James wyciągnął różdżkę i przyłożył do boku, wyszeptał zaklęcie, a z nowo powstałej rany powoli zaczęła sączyć się krew. Potter zasyczał z bólu, jednak umaczał rękę, w lepkiej cieszy i wysmarował nią drzewo.
— Remus — wydarł się. Ponownie zamienił w jelenia i ruszył na tyle, jak szybko pozwalała mu rana w stronę zamku. Łapa otrząsnął się z szoku, powrócił do animagicznej postaci i zaczął ujadać.
          Zatrzymał się i usłyszał krzyk, świadomość podpowiadała mu, że jest on ludzki. Zapach krwi potwierdził domysły i wyostrzył zmysły. Zawrócił i pognał za swoim nowym celem — krwawiącym człowiekiem.

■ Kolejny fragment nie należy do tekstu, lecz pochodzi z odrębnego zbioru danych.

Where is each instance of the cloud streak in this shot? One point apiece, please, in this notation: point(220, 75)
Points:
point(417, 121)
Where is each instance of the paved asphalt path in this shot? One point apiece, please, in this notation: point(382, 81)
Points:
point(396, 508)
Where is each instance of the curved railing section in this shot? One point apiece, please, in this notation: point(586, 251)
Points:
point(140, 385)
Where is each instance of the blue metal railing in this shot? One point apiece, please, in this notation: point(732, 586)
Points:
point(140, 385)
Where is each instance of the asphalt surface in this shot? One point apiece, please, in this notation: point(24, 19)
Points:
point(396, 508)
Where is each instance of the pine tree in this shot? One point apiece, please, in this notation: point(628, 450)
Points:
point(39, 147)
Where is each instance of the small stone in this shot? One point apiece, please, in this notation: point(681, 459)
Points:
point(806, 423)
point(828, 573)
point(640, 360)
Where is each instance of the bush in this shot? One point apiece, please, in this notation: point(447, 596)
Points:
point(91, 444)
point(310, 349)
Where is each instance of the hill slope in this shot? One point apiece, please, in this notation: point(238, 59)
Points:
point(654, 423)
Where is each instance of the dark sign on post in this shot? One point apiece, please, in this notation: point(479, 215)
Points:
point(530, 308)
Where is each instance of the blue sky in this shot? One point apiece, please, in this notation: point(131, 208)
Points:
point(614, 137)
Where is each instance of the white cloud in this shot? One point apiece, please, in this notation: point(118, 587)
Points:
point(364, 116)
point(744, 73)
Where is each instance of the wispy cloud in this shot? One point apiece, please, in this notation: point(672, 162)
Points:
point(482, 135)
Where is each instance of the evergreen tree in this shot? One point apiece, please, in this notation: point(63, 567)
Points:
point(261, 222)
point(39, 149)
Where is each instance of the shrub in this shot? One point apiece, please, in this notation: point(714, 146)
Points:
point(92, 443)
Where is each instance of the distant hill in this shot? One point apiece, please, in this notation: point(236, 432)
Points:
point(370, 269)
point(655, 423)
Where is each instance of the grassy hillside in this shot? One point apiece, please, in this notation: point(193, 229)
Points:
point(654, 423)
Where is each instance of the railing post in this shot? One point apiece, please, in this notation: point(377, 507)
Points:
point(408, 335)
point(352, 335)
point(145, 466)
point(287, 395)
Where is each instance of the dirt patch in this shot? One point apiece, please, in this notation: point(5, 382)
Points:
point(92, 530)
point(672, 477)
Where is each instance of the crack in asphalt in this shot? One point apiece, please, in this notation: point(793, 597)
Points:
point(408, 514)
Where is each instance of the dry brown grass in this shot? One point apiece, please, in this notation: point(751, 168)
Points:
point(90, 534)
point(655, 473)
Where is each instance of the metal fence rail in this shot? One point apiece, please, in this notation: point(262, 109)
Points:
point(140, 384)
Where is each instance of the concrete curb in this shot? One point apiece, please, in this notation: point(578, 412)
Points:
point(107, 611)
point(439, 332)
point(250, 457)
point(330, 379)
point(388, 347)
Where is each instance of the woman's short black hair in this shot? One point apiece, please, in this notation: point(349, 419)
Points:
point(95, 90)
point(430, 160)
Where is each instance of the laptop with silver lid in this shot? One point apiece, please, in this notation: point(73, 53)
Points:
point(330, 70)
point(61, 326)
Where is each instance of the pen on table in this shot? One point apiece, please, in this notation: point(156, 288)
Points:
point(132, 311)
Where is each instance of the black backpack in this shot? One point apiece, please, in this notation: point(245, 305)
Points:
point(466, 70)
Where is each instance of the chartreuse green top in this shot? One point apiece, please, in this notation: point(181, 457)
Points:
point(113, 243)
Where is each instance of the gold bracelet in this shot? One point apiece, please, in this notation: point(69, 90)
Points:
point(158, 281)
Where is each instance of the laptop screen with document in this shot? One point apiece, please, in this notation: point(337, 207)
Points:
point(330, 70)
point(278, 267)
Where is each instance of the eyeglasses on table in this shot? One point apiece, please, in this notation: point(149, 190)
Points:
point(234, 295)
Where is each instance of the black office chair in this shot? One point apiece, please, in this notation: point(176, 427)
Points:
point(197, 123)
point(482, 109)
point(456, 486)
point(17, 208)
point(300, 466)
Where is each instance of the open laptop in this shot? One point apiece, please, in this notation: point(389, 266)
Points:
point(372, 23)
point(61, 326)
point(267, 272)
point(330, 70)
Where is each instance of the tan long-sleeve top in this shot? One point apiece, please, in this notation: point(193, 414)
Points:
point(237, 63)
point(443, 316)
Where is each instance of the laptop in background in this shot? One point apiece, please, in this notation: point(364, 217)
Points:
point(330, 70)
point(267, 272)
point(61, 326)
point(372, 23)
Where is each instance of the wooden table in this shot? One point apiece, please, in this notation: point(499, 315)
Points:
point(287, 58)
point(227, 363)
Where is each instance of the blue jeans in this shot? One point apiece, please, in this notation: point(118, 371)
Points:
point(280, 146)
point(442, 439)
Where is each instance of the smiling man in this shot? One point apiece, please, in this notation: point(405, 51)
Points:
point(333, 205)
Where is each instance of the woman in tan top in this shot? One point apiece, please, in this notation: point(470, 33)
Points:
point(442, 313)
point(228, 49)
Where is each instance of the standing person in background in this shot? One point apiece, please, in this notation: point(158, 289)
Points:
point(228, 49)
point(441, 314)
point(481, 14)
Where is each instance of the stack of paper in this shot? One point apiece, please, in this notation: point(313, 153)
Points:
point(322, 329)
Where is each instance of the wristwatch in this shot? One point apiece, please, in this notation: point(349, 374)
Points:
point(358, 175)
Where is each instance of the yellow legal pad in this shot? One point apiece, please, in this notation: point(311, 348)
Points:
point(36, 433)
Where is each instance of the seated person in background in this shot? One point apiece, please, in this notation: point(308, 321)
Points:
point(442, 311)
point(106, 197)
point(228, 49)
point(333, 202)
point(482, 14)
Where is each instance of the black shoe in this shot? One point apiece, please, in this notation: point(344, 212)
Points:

          Otarł się o kolejne drzewo i przystanął, bolący bok coraz bardziej mu dokuczał, a utrata krwi osłabiła organizm. Przez zarośla widział zarys błoni i Bijącej Wierzby. Za sobą usłyszał łamanie gałęzi i wycie. Resztkami sił zmusił się do galopu. Wraz z Glizdogonem dotarli na skraj lasu i szczurek pognał do drzewa, aby je unieruchomić. Jeleń wpadł do tunelu, zostawiając już niespecjalnie, coraz większe plany krwi. Wycieńczony padł na podłogę we Wrzeszczącej Chacie i zmienił się w człowieka. Peter również to uczynił i podbiegł do przyjaciela.
— Wstawaj! — Rozpaczliwie próbował podnieść omdlałego Pottera.

Usłyszał rumor, a następnie warczenie. Z szalejącym w piersi sercem odwrócił się i zobaczył oszalałe z żądzy ślepia wilkołaka.